Le Bureau de la concurrence a annoncé avoir conclu un consentement avec Facebook afin de clore une enquête sur la divulgation de renseignements personnels aux utilisateurs entre 2012-2018. Dans le cadre de ce règlement, Facebook s'est engagée à verser neuf millions de dollars, auxquels s'ajoutent 500 000 $ de frais, ce qui est une sanction importante au Canada. Le consentement intervenu avec le Bureau fait suite à une plus importante sanction de cinq milliards de dollars américains imposée à Facebook en 2019 par la Federal Trade Commission des États-Unis en lien avec des questions similaires.

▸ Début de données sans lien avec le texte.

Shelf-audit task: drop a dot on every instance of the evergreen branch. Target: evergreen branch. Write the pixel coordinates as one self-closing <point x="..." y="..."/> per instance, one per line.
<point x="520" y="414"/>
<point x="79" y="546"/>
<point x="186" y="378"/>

En vertu des dispositions civiles de la Loi sur la concurrence, le Bureau est autorisé à enquêter sur les indications faites au public en vue de promouvoir des intérêts commerciaux qui sont fausses ou trompeuses sur un point important. La loi dispose que pour déterminer si les indications sont fausses ou trompeuses, il faut tenir compte de l'impression générale qu'elles donnent aux consommateurs, ainsi que de leur sens littéral. En mars 2020, le Bureau a publié un document où il explique aux entreprises les points à considérer pour éviter de donner aux consommateurs une idée trompeuse de leurs services numériques.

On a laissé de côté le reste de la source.